Hoy las olas seguirán rompiéndose en el malecón habanero como si nada hubiera ocurrido, pero sí, algo nos ha golpeado con la misma fuerza del océano que te vio crecer.

Como buen bayamés, amaste tu tierra desde la raíz, desde la rebeldía transmitida en hermosas notas musicales y en una voz con acento sabor a café y a tarde de sol. Naciste en el pueblo que prefirió ser quemado antes que entregado a nuestros antepasados, aquellos españoles ciegos y armados. Tu sable fue siempre tu luz y las palabras que vertías en bellos versos, a veces dedicados a Yolanda, la madre de tu Lynn.

El público, atento a tu tempo, intensidad y velocidad, rellenó en la capital los espacios que cariñosamente dejabas para cumplir con tu deber con el público que siempre te admiró.

Ay, Pablo, que te vas para recordarnos que nada es para siempre. Este “breve espacio en el que no estás” parece que va a ser eterno.

Antes de abanderar la Nueva Trova, fuiste niño prodigio bañado en el “feeling” de la época, y textualmente, una “estrella naciente”, como se llamaba aquel programa televisivo en el que apareciste para deslumbrar con tu sensibilidad de niño, ya en 1956. Mamaste de la trova clásica y bebiste de los nuevos vientos que llegaban de Chile mientras el mundo se convulsionaba. Tus huesos conocieron el dolor de la cárcel y el trabajo forzado en Camagüey.

No quiero pensar que algo de aquello ha tenido que ver en esta despedida. Prefiero echar la vista a tus cincuenta y cinco, sí, cincuenta y cinco álbumes completos, redondos como el vinilo que ahora gira frente a mí, vertiendo notas en acordes analógicos sin fin sobre los que te deslizas, sin más pretensión que la emoción que solamente tú despiertas. Eso sí quedará para siempre. Aquí nos quedamos el resto, para vivir, como cantaste con Céspedes.

Sí, Pablo. Se te quiso siempre. Bien lo demostraron Gabriel García Márquez, Caetano Veloso, Gal Costa, Armando Manzanero, Charly García, el propio Pancho Céspedes o Fito Páez. Ellos decidieron ya hace 20 años honrarte en vida con aquel álbum llamado Pablo querido.

El Premio Nobel Gabito se anticipó a los “cien años de soledad” que tendremos ahora sin un concierto tuyo, cuando entregó su introducción a ese grandísimo disco con algo más de un minuto de prosa llena de palabras elegidas cuidadosamente, así.

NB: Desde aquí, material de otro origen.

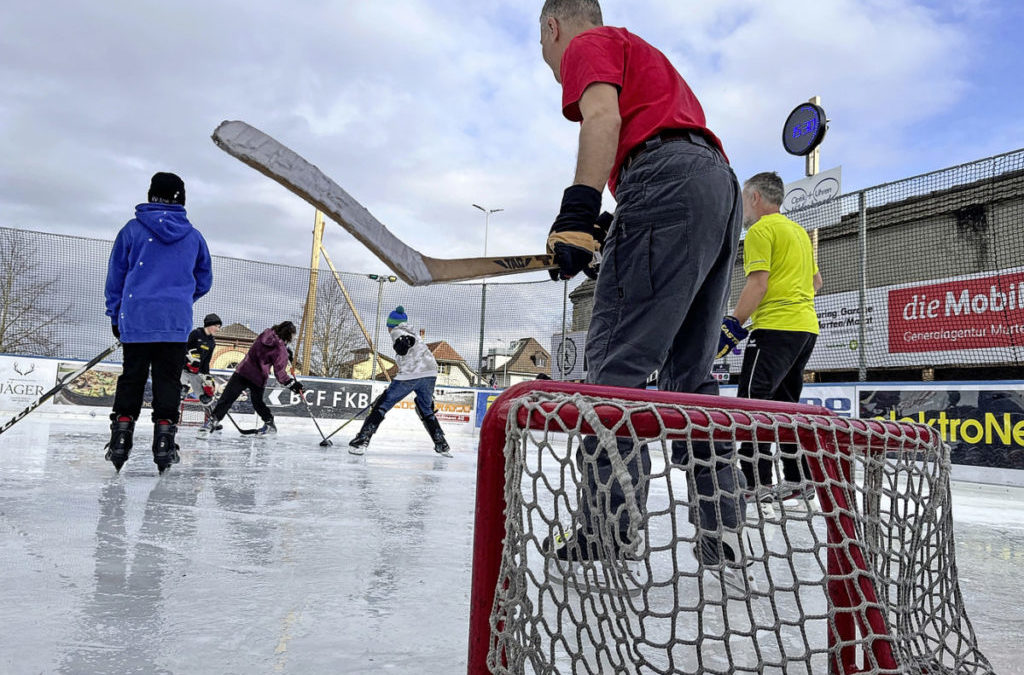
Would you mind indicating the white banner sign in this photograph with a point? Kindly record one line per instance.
(570, 362)
(23, 379)
(812, 191)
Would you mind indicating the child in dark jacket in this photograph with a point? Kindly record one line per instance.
(269, 349)
(159, 266)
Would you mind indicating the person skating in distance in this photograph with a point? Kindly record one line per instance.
(196, 378)
(159, 266)
(778, 296)
(269, 350)
(417, 372)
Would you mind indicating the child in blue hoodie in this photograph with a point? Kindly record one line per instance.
(159, 266)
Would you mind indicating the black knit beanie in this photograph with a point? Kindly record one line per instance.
(167, 188)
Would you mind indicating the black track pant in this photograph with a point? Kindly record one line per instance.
(165, 359)
(236, 385)
(773, 370)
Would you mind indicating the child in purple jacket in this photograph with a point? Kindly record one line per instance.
(270, 348)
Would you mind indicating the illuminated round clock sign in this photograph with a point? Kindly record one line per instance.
(805, 129)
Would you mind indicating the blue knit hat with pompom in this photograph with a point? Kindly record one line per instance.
(397, 317)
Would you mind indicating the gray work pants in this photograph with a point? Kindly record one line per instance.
(663, 289)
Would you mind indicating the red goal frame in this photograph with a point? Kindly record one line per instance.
(846, 559)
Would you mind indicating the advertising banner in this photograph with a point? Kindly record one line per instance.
(24, 379)
(327, 398)
(983, 424)
(969, 313)
(970, 320)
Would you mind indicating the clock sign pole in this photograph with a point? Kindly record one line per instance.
(804, 130)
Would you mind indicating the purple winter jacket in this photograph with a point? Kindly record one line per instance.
(268, 349)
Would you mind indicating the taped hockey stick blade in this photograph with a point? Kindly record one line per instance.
(275, 161)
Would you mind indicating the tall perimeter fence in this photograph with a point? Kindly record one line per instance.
(924, 279)
(51, 303)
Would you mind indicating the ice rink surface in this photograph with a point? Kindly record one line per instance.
(275, 555)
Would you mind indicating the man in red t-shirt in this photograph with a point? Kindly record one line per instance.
(666, 260)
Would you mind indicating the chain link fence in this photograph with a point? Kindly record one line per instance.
(51, 303)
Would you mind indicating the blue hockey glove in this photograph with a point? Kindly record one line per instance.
(732, 334)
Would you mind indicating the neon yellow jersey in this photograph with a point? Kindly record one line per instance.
(780, 247)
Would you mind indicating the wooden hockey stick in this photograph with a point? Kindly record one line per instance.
(284, 165)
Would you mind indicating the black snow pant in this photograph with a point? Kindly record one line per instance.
(165, 360)
(236, 385)
(667, 265)
(773, 370)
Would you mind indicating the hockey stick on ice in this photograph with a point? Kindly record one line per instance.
(287, 167)
(61, 383)
(354, 417)
(325, 443)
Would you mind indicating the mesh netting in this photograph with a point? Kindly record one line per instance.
(600, 574)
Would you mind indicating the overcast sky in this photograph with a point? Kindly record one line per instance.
(422, 108)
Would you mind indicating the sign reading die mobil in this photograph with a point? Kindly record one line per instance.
(969, 313)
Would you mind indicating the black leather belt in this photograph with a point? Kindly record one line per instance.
(662, 137)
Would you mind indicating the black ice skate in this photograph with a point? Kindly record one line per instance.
(729, 559)
(579, 559)
(165, 451)
(267, 429)
(118, 449)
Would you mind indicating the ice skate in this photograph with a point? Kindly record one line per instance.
(578, 559)
(268, 428)
(729, 562)
(799, 497)
(120, 445)
(358, 445)
(165, 451)
(210, 426)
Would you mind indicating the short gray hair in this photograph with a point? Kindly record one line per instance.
(769, 184)
(567, 10)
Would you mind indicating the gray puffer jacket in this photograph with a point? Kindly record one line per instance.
(418, 362)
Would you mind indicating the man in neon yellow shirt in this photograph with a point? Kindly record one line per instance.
(778, 296)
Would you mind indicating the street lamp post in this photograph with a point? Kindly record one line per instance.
(381, 280)
(483, 287)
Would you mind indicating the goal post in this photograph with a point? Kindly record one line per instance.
(863, 582)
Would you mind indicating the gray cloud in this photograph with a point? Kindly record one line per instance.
(417, 108)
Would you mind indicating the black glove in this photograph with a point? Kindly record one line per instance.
(403, 344)
(732, 334)
(571, 240)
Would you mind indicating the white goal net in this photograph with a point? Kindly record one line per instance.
(614, 536)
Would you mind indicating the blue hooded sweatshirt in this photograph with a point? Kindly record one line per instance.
(159, 266)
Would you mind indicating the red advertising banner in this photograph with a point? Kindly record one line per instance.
(970, 313)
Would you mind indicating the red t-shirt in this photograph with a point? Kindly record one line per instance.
(652, 96)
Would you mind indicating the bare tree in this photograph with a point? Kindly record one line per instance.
(336, 333)
(29, 317)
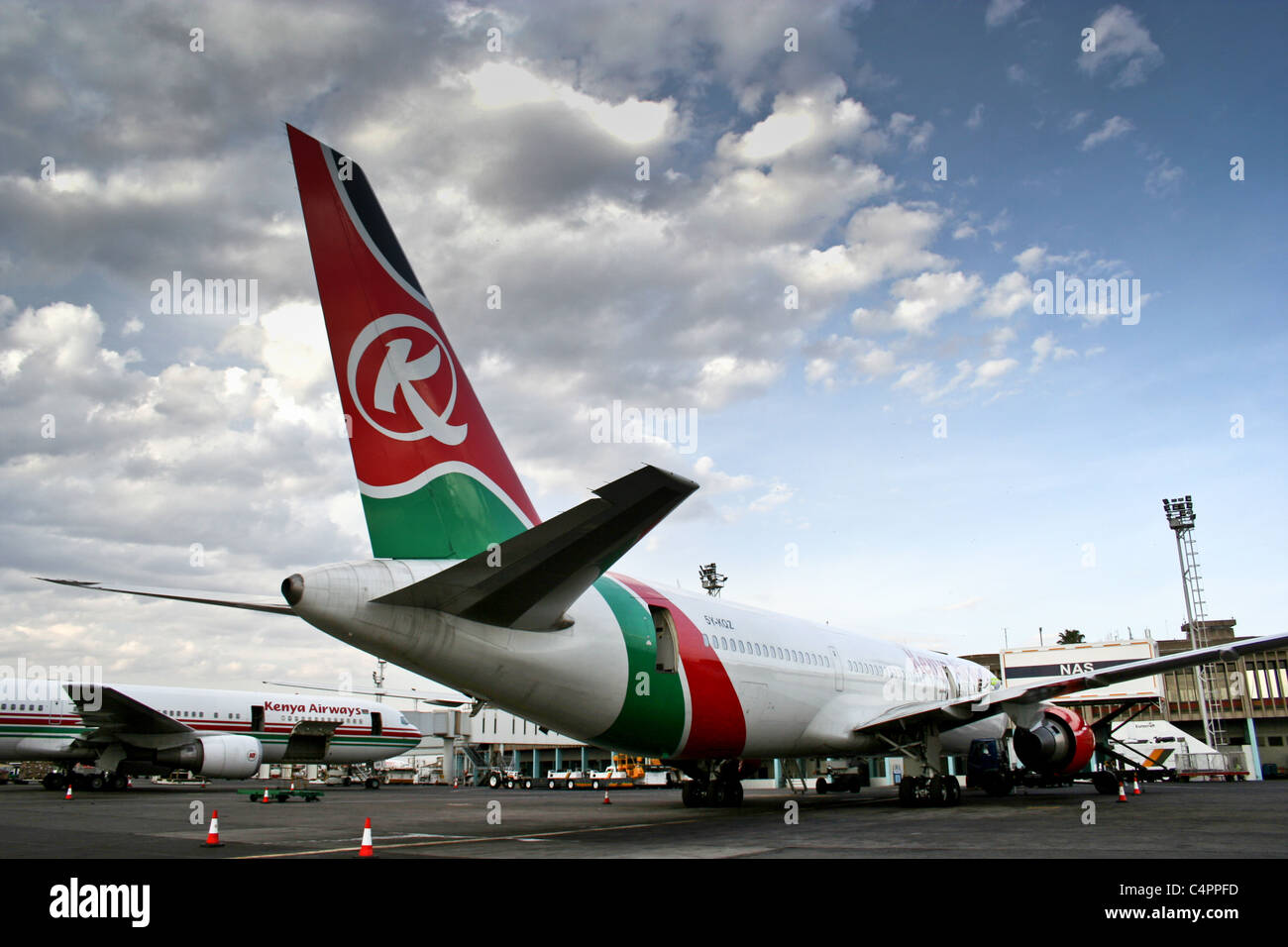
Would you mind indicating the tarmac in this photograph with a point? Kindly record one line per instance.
(1247, 819)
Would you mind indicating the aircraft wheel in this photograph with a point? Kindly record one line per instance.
(952, 791)
(909, 791)
(938, 793)
(1106, 784)
(996, 784)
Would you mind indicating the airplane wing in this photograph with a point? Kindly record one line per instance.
(112, 712)
(1021, 702)
(256, 603)
(532, 578)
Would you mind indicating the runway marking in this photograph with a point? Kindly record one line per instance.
(527, 836)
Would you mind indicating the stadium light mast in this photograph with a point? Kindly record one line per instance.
(711, 579)
(1180, 518)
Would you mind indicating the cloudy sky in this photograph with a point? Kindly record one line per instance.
(831, 264)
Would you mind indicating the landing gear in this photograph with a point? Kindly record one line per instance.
(713, 793)
(1106, 783)
(996, 783)
(720, 785)
(926, 784)
(934, 789)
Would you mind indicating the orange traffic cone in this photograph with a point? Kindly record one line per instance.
(213, 836)
(368, 849)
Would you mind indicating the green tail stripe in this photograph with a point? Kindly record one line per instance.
(452, 517)
(652, 716)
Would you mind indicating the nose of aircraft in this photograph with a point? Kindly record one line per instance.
(292, 589)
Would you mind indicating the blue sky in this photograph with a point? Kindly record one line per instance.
(769, 169)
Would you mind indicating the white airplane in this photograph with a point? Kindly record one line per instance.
(129, 729)
(472, 589)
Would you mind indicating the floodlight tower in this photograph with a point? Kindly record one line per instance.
(711, 579)
(1180, 518)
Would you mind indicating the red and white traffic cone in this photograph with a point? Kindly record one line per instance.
(213, 836)
(368, 849)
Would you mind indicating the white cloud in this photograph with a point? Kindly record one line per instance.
(1122, 44)
(991, 371)
(1163, 178)
(921, 302)
(1001, 11)
(800, 123)
(1046, 347)
(1006, 296)
(777, 496)
(1113, 128)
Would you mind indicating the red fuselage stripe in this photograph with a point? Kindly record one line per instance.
(716, 728)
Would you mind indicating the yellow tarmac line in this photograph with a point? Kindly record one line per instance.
(482, 838)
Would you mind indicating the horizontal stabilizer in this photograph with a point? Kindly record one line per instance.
(529, 579)
(256, 603)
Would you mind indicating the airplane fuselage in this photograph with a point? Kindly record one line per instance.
(655, 672)
(38, 722)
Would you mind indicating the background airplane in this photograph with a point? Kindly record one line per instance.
(137, 729)
(472, 589)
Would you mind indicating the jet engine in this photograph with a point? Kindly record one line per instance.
(1061, 744)
(222, 755)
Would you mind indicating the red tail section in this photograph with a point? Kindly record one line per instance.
(434, 478)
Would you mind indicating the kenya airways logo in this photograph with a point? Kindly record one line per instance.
(398, 372)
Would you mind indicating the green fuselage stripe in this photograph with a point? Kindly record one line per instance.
(652, 716)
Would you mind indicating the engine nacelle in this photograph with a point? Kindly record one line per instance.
(1060, 744)
(220, 755)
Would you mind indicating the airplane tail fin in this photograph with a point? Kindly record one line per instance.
(434, 479)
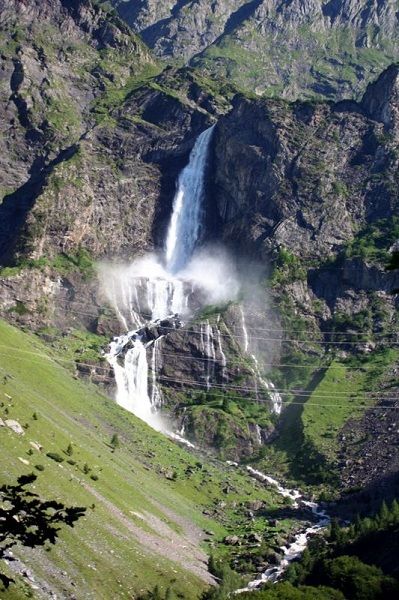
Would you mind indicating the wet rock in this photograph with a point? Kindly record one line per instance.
(254, 538)
(232, 540)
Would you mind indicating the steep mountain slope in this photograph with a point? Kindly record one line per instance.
(291, 49)
(307, 188)
(57, 58)
(148, 501)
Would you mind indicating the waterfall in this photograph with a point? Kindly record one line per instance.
(150, 290)
(156, 395)
(221, 352)
(131, 377)
(275, 397)
(185, 224)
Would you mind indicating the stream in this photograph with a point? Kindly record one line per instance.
(293, 550)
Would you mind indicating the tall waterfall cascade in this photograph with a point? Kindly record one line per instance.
(154, 288)
(275, 397)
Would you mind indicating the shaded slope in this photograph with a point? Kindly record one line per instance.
(145, 500)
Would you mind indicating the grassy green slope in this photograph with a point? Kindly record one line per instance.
(141, 528)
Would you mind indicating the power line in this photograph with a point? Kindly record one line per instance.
(268, 339)
(283, 392)
(193, 358)
(252, 328)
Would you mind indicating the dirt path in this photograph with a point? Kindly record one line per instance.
(180, 548)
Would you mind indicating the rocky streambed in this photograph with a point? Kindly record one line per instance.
(292, 550)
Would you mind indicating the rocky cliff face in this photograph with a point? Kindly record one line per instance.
(292, 49)
(92, 150)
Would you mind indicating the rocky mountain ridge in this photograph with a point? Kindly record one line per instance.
(305, 48)
(307, 189)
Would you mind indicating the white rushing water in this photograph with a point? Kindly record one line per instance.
(293, 550)
(187, 216)
(150, 290)
(277, 401)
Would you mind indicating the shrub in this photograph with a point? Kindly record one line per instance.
(55, 456)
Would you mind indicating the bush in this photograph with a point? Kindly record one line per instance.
(55, 456)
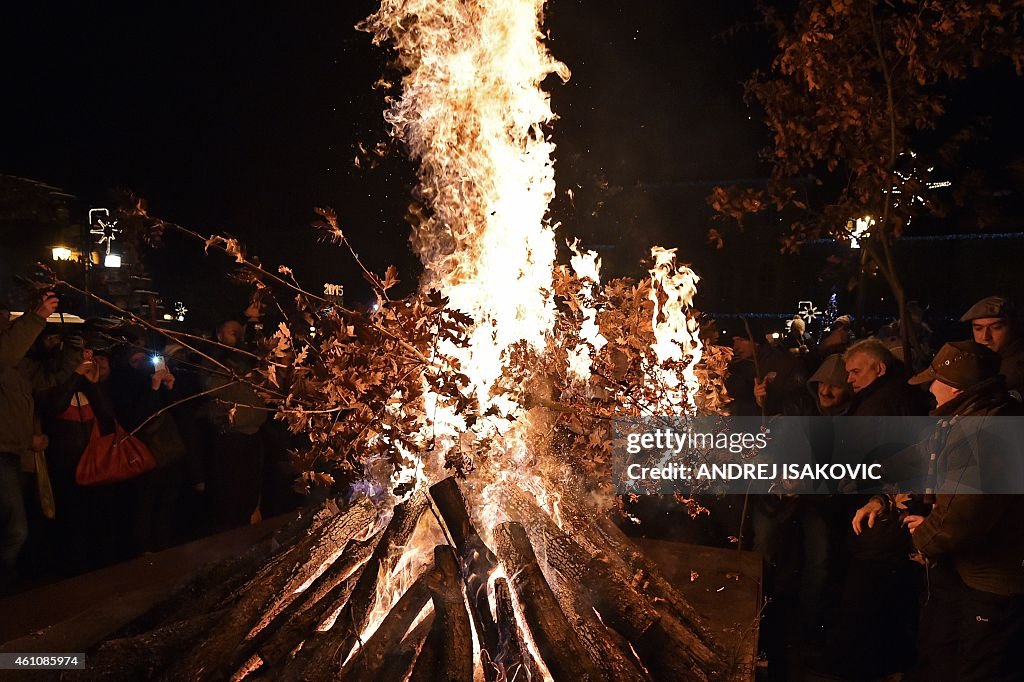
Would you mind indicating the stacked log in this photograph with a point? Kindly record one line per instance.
(588, 606)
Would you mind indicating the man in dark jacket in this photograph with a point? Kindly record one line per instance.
(994, 326)
(17, 436)
(973, 620)
(879, 388)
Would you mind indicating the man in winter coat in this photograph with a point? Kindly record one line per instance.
(994, 326)
(973, 619)
(17, 437)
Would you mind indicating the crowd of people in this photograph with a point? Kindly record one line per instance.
(209, 457)
(955, 611)
(929, 585)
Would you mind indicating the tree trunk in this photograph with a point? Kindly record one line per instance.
(267, 592)
(324, 652)
(556, 640)
(477, 563)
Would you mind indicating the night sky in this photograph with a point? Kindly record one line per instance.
(232, 117)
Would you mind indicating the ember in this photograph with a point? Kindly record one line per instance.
(515, 571)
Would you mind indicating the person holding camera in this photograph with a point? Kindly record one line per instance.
(17, 436)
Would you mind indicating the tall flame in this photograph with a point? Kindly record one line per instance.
(676, 335)
(472, 114)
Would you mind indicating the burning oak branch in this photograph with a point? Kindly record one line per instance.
(474, 417)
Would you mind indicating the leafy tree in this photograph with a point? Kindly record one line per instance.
(854, 97)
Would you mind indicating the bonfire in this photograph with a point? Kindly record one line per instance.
(472, 423)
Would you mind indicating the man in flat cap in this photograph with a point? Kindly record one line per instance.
(972, 624)
(994, 325)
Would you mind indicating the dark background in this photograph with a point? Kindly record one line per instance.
(227, 117)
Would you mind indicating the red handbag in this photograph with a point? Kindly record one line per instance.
(113, 458)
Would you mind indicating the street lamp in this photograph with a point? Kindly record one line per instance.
(859, 228)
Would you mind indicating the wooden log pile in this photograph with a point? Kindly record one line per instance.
(576, 602)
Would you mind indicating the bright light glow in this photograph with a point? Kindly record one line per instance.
(859, 229)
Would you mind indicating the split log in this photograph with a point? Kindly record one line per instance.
(601, 537)
(452, 632)
(269, 591)
(399, 665)
(328, 593)
(426, 663)
(323, 653)
(477, 564)
(142, 656)
(650, 582)
(556, 641)
(513, 661)
(368, 661)
(214, 587)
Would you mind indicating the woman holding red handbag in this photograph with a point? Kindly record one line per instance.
(141, 388)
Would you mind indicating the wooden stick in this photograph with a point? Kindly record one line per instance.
(269, 591)
(477, 563)
(452, 629)
(512, 652)
(323, 653)
(399, 666)
(366, 664)
(556, 640)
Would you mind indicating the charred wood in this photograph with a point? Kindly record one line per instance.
(322, 653)
(477, 563)
(452, 632)
(267, 593)
(328, 593)
(513, 661)
(399, 665)
(556, 640)
(369, 658)
(142, 656)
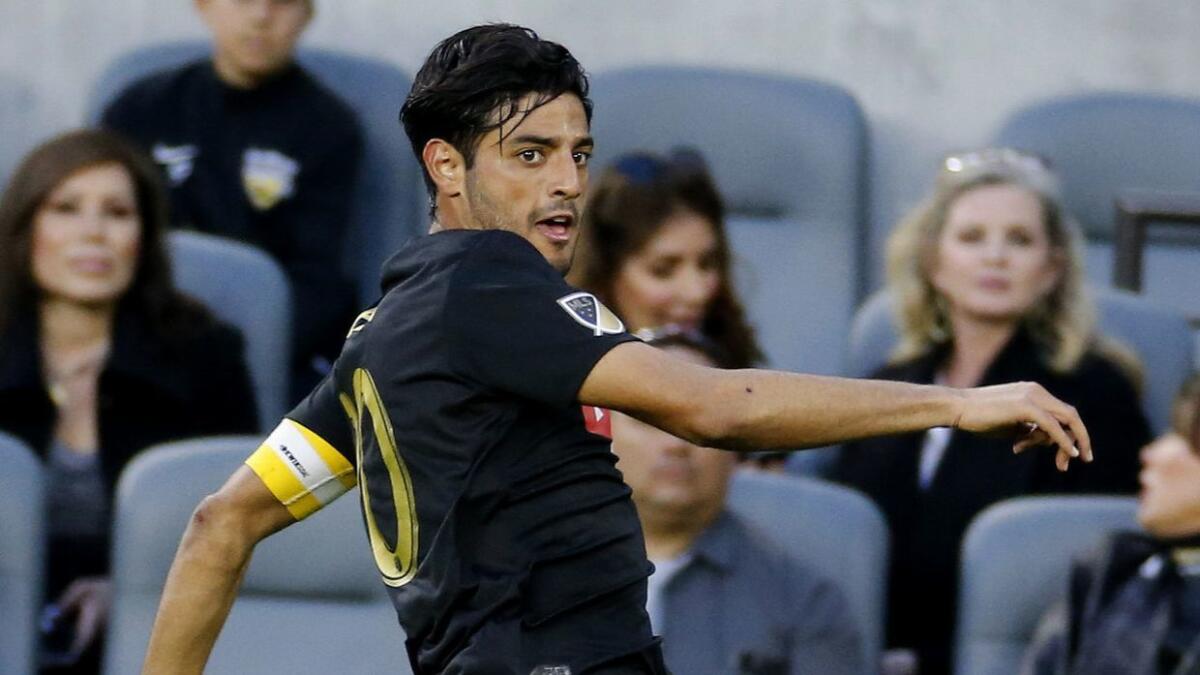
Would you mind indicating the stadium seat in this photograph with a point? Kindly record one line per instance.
(1158, 335)
(1103, 143)
(1015, 561)
(837, 531)
(389, 203)
(245, 287)
(22, 549)
(311, 601)
(790, 159)
(18, 135)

Sí, siempre estuvo presente tu Chile hermano que te dolió inmensamente en la herida de la muerte de Miguel Henríquez, aquel 5 de octubre de 1974. Fueron escasamente 10 minutos los que tardaste en encontrar cómo vomitar tu duelo y rabia, que solamente tú supiste unir en una delicada flor musical. Pablo, ya no pisarás las calles de Santiago ensangrentada, pero queda para siempre cómo lo cantaste en el nuevo Chile que renació.

Te vi, ya algo desmejorado, en el Invernadero de Madrid con tu gira Esencia aquel 6 de marzo de 2020, justo antes de meternos todos en casa. Paseaste, casi a modo de despedida, tus grandes baladas por el mundo llenando estadios. No mereces menos.

Tenías planes, pero te sabías cayendo. Te vimos salir al escenario en silla de ruedas, someterte a 29 operaciones quirúrgicas, recibir el riñón de tu esposa y sobre todo, perder a tu hija artista Suylén hace bien poco. Dicen que su muerte te pilló sereno, tras desgarrarte en duelo previo al saber de su dolencia.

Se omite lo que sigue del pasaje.